IBM shifted from hardware for very different reasons, if it hadnt of done then IBM would be a broken shell of its former self as its markets were drying up extreamly quickly, although its still got its feet in main frames :)
 
Just found this:

"National Semiconductor distanced itself from the CPU market, and without direction, the Cyrix engineers left one by one. By the time National Semiconductor sold Cyrix to VIA Technologies, the design team was no more and the market for the MII had disappeared. VIA used the Cyrix name on a chip designed by Centaur Technology, since VIA believed Cyrix had better name recognition than Centaur, or possibly even VIA."
 
Zogger said:
old-ish thread but google will blatantly buy one of these companies and start competing in the budget market. ;)

thats not a joke lol

i think it's a good idea having lots of companies competing with each other

the fact AMD own ATI is a bad move IMO, it makes you wonder if AMD r going to turn like old Apple, and then we'll only have intel in PC's...
 
Slenpree said:
thats not a joke lol

i think it's a good idea having lots of companies competing with each other

the fact AMD own ATI is a bad move IMO, it makes you wonder if AMD r going to turn like old Apple, and then we'll only have intel in PC's...

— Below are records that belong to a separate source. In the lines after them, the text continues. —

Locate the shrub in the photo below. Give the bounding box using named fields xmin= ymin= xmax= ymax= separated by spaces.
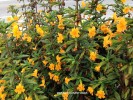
xmin=0 ymin=0 xmax=133 ymax=100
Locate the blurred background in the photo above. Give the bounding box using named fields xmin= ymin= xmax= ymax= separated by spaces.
xmin=0 ymin=0 xmax=133 ymax=19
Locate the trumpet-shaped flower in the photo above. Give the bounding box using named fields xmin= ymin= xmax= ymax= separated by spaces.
xmin=96 ymin=4 xmax=103 ymax=12
xmin=88 ymin=26 xmax=96 ymax=38
xmin=15 ymin=83 xmax=25 ymax=94
xmin=77 ymin=83 xmax=85 ymax=91
xmin=57 ymin=33 xmax=64 ymax=43
xmin=70 ymin=28 xmax=80 ymax=38
xmin=87 ymin=87 xmax=94 ymax=95
xmin=96 ymin=90 xmax=105 ymax=99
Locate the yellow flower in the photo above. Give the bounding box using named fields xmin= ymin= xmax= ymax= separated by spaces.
xmin=96 ymin=4 xmax=103 ymax=12
xmin=53 ymin=75 xmax=59 ymax=82
xmin=88 ymin=26 xmax=96 ymax=38
xmin=57 ymin=33 xmax=64 ymax=43
xmin=13 ymin=25 xmax=22 ymax=39
xmin=121 ymin=0 xmax=126 ymax=3
xmin=36 ymin=25 xmax=44 ymax=37
xmin=70 ymin=28 xmax=79 ymax=38
xmin=90 ymin=52 xmax=97 ymax=61
xmin=21 ymin=68 xmax=26 ymax=73
xmin=77 ymin=83 xmax=85 ymax=92
xmin=87 ymin=87 xmax=94 ymax=95
xmin=39 ymin=77 xmax=46 ymax=88
xmin=65 ymin=77 xmax=71 ymax=84
xmin=55 ymin=63 xmax=61 ymax=71
xmin=96 ymin=90 xmax=105 ymax=99
xmin=58 ymin=23 xmax=64 ymax=30
xmin=42 ymin=60 xmax=48 ymax=66
xmin=103 ymin=35 xmax=112 ymax=48
xmin=122 ymin=7 xmax=131 ymax=14
xmin=25 ymin=96 xmax=32 ymax=100
xmin=48 ymin=72 xmax=54 ymax=79
xmin=0 ymin=93 xmax=7 ymax=100
xmin=81 ymin=1 xmax=86 ymax=8
xmin=0 ymin=86 xmax=5 ymax=94
xmin=32 ymin=69 xmax=38 ymax=78
xmin=62 ymin=92 xmax=69 ymax=100
xmin=49 ymin=63 xmax=55 ymax=70
xmin=15 ymin=83 xmax=25 ymax=94
xmin=117 ymin=17 xmax=127 ymax=32
xmin=95 ymin=65 xmax=101 ymax=72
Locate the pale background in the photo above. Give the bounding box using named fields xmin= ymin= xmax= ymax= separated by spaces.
xmin=0 ymin=0 xmax=133 ymax=19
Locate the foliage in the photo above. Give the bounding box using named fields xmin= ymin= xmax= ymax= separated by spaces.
xmin=0 ymin=0 xmax=133 ymax=100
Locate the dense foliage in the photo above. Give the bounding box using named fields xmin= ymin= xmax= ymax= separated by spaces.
xmin=0 ymin=0 xmax=133 ymax=100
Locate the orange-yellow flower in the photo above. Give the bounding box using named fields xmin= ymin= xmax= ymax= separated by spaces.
xmin=96 ymin=4 xmax=103 ymax=12
xmin=122 ymin=7 xmax=131 ymax=14
xmin=70 ymin=28 xmax=80 ymax=38
xmin=87 ymin=87 xmax=94 ymax=95
xmin=65 ymin=77 xmax=71 ymax=84
xmin=32 ymin=69 xmax=38 ymax=78
xmin=25 ymin=96 xmax=32 ymax=100
xmin=62 ymin=92 xmax=69 ymax=100
xmin=15 ymin=83 xmax=25 ymax=94
xmin=57 ymin=33 xmax=64 ymax=43
xmin=117 ymin=17 xmax=127 ymax=32
xmin=53 ymin=75 xmax=59 ymax=82
xmin=121 ymin=0 xmax=126 ymax=3
xmin=96 ymin=90 xmax=105 ymax=99
xmin=77 ymin=83 xmax=85 ymax=92
xmin=49 ymin=63 xmax=55 ymax=70
xmin=95 ymin=65 xmax=101 ymax=72
xmin=88 ymin=26 xmax=96 ymax=38
xmin=90 ymin=52 xmax=97 ymax=61
xmin=55 ymin=63 xmax=61 ymax=71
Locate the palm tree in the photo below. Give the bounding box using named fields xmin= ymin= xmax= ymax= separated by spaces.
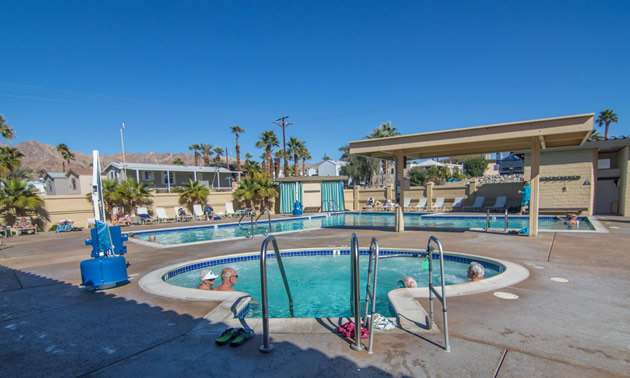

Dont really see how you can compare Apple to AMD myself - two completely seperate ball games in my opinion.

AMD aint going anywhere - they will remain in all areas of PC architechture, and could even expand into mobile units ( aka PDA's etc) - until very recently Apple Mac's etc where really only widely known to photoshoppers etc for media creation - now that intel have started powering them they will get a lot more interest.

AMD on the other hand already had a wide user base (even if not quite so much in general corporate areas - although JP Morgan and other investment banks have used AMD opteron servers and blades for a few years already).

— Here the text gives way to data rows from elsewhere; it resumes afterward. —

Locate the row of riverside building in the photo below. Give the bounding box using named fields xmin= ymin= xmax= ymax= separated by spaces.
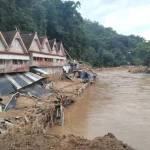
xmin=0 ymin=30 xmax=66 ymax=73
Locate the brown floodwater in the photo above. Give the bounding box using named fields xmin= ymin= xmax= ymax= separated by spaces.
xmin=53 ymin=70 xmax=150 ymax=150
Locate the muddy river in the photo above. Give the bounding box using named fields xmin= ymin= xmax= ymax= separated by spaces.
xmin=53 ymin=70 xmax=150 ymax=150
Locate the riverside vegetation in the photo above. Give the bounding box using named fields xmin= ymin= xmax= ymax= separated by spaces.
xmin=0 ymin=0 xmax=150 ymax=67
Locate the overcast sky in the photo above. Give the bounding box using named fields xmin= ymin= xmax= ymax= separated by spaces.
xmin=71 ymin=0 xmax=150 ymax=40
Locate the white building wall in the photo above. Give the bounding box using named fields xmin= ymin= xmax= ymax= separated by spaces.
xmin=0 ymin=40 xmax=5 ymax=51
xmin=43 ymin=42 xmax=50 ymax=53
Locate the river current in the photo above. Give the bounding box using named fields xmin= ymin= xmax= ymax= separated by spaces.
xmin=53 ymin=70 xmax=150 ymax=150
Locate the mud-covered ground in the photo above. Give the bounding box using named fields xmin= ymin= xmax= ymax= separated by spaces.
xmin=0 ymin=132 xmax=134 ymax=150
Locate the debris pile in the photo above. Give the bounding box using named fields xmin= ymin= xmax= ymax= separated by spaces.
xmin=128 ymin=66 xmax=150 ymax=73
xmin=0 ymin=130 xmax=134 ymax=150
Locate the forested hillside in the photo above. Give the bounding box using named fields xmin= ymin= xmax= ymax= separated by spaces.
xmin=0 ymin=0 xmax=150 ymax=67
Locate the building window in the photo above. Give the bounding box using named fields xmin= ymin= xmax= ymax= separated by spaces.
xmin=0 ymin=59 xmax=5 ymax=65
xmin=13 ymin=60 xmax=18 ymax=65
xmin=18 ymin=60 xmax=23 ymax=65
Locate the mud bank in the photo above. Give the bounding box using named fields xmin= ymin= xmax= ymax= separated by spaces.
xmin=0 ymin=132 xmax=134 ymax=150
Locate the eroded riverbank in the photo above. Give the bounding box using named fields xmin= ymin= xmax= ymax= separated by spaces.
xmin=53 ymin=70 xmax=150 ymax=150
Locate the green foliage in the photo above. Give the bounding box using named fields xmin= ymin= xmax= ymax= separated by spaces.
xmin=134 ymin=42 xmax=150 ymax=66
xmin=0 ymin=0 xmax=150 ymax=67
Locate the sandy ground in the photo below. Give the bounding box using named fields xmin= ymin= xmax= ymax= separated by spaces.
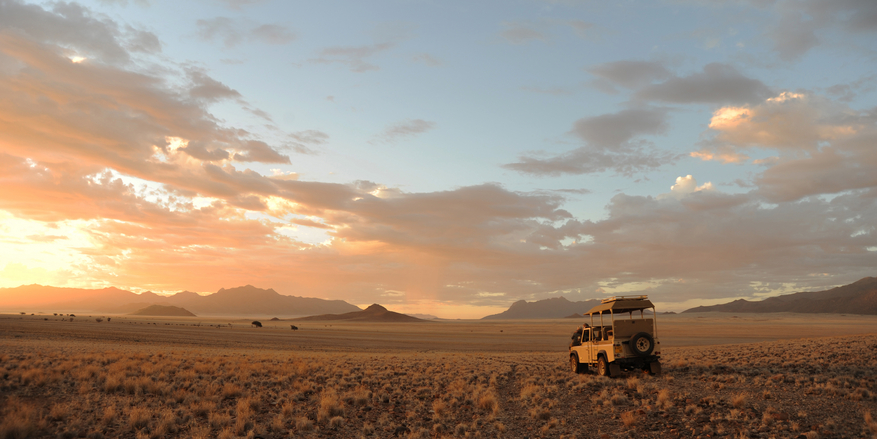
xmin=0 ymin=313 xmax=877 ymax=438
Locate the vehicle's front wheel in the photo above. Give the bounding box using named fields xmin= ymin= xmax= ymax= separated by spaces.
xmin=597 ymin=356 xmax=609 ymax=377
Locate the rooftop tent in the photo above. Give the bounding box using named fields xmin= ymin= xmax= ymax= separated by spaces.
xmin=586 ymin=296 xmax=655 ymax=314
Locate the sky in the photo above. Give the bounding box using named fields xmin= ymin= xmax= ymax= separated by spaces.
xmin=0 ymin=0 xmax=877 ymax=318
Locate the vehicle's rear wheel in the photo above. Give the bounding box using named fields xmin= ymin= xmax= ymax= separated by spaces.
xmin=629 ymin=332 xmax=655 ymax=357
xmin=597 ymin=355 xmax=609 ymax=377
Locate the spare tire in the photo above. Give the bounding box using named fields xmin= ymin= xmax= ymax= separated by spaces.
xmin=629 ymin=332 xmax=655 ymax=357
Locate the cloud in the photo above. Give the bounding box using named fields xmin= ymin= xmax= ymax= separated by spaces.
xmin=499 ymin=18 xmax=599 ymax=45
xmin=521 ymin=86 xmax=573 ymax=96
xmin=499 ymin=21 xmax=548 ymax=44
xmin=411 ymin=53 xmax=442 ymax=67
xmin=289 ymin=130 xmax=329 ymax=154
xmin=0 ymin=0 xmax=877 ymax=316
xmin=691 ymin=91 xmax=877 ymax=202
xmin=308 ymin=42 xmax=396 ymax=73
xmin=767 ymin=0 xmax=877 ymax=61
xmin=670 ymin=174 xmax=713 ymax=197
xmin=634 ymin=63 xmax=770 ymax=105
xmin=0 ymin=1 xmax=161 ymax=64
xmin=587 ymin=60 xmax=672 ymax=89
xmin=572 ymin=108 xmax=667 ymax=149
xmin=376 ymin=119 xmax=436 ymax=143
xmin=196 ymin=17 xmax=297 ymax=48
xmin=219 ymin=0 xmax=266 ymax=10
xmin=186 ymin=69 xmax=241 ymax=102
xmin=503 ymin=108 xmax=677 ymax=176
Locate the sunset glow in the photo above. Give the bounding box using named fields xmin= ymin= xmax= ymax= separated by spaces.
xmin=0 ymin=0 xmax=877 ymax=318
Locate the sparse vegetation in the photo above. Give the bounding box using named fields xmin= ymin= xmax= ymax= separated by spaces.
xmin=0 ymin=316 xmax=877 ymax=438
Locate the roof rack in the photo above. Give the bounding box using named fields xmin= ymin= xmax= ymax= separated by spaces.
xmin=600 ymin=296 xmax=649 ymax=303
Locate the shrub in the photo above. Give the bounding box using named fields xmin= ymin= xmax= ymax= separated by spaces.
xmin=0 ymin=400 xmax=45 ymax=439
xmin=295 ymin=417 xmax=314 ymax=431
xmin=128 ymin=407 xmax=152 ymax=431
xmin=317 ymin=389 xmax=344 ymax=422
xmin=621 ymin=411 xmax=637 ymax=427
xmin=329 ymin=416 xmax=344 ymax=428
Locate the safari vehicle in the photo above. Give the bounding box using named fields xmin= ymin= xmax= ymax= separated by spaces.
xmin=569 ymin=296 xmax=661 ymax=376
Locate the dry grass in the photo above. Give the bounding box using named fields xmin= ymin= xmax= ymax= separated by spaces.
xmin=0 ymin=319 xmax=877 ymax=439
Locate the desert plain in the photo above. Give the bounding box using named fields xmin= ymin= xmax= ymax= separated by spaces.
xmin=0 ymin=313 xmax=877 ymax=439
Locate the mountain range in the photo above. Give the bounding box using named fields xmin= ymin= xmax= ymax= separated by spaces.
xmin=683 ymin=277 xmax=877 ymax=315
xmin=482 ymin=297 xmax=600 ymax=320
xmin=0 ymin=284 xmax=361 ymax=316
xmin=128 ymin=305 xmax=196 ymax=317
xmin=297 ymin=303 xmax=426 ymax=323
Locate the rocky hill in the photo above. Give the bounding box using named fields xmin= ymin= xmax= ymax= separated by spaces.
xmin=483 ymin=297 xmax=600 ymax=320
xmin=128 ymin=305 xmax=195 ymax=317
xmin=683 ymin=277 xmax=877 ymax=315
xmin=0 ymin=285 xmax=360 ymax=316
xmin=298 ymin=303 xmax=427 ymax=323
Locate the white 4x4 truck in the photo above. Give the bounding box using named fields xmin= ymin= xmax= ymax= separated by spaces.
xmin=569 ymin=296 xmax=661 ymax=376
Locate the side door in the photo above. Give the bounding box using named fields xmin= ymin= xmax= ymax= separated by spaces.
xmin=582 ymin=328 xmax=594 ymax=364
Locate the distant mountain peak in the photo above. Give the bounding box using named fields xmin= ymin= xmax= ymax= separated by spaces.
xmin=683 ymin=277 xmax=877 ymax=315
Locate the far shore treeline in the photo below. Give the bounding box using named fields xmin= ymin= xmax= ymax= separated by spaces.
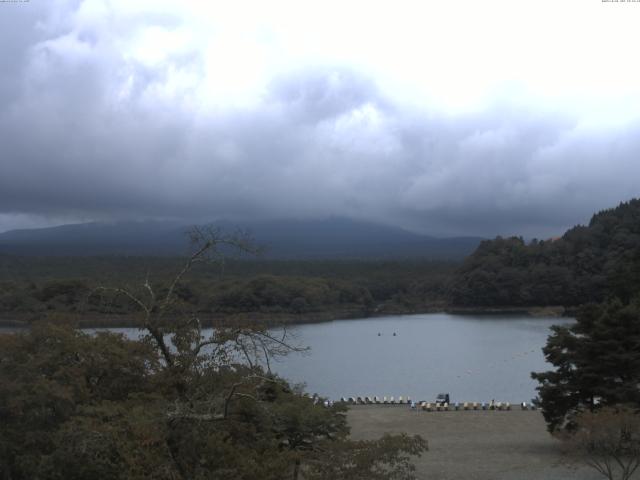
xmin=0 ymin=199 xmax=640 ymax=326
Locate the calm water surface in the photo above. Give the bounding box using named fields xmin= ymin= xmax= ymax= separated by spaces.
xmin=0 ymin=314 xmax=572 ymax=403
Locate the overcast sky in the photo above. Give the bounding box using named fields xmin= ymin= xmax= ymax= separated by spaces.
xmin=0 ymin=0 xmax=640 ymax=238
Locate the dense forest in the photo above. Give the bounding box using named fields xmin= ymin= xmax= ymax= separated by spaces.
xmin=0 ymin=200 xmax=640 ymax=325
xmin=0 ymin=256 xmax=458 ymax=324
xmin=0 ymin=231 xmax=427 ymax=480
xmin=448 ymin=199 xmax=640 ymax=306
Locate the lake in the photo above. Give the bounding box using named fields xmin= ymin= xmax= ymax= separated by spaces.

Competition is good though and drives the market place forward , as stated above IBM wont be (re) entering the standard hardware market again for some time to come after selling off their PC and laptop devisions
 
20 years from now is a long time. We might all be running bio-tech computers by then and the whole silicon thing will be so last century. ;)
 
Dureth said:
20 years from now is a long time. We might all be running bio-tech computers by then and the whole silicon thing will be so last century. ;)


You may well be right - but only a very few companies could invest the required amount of $$$ into the research ...... unless something unforeseen just appears from nowhere and imediately sets the engineers imaginations going
 
FrankJH said:
You may well be right - but only a very few companies could invest the required amount of $$$ into the research ...... unless something unforeseen just appears from nowhere and imediately sets the engineers imaginations going
as with all these things, I'm guessing the initial investment will be driven by the arms market.
 
VeNT said:
as with all these things, I'm guessing the initial investment will be driven by the arms market.

Yeah, Bush will soon realise that we need a supercomputer atleast a hundred times as powerful as today's fastest to calculate the amount of people killed in Iraq as a result of his idiocy.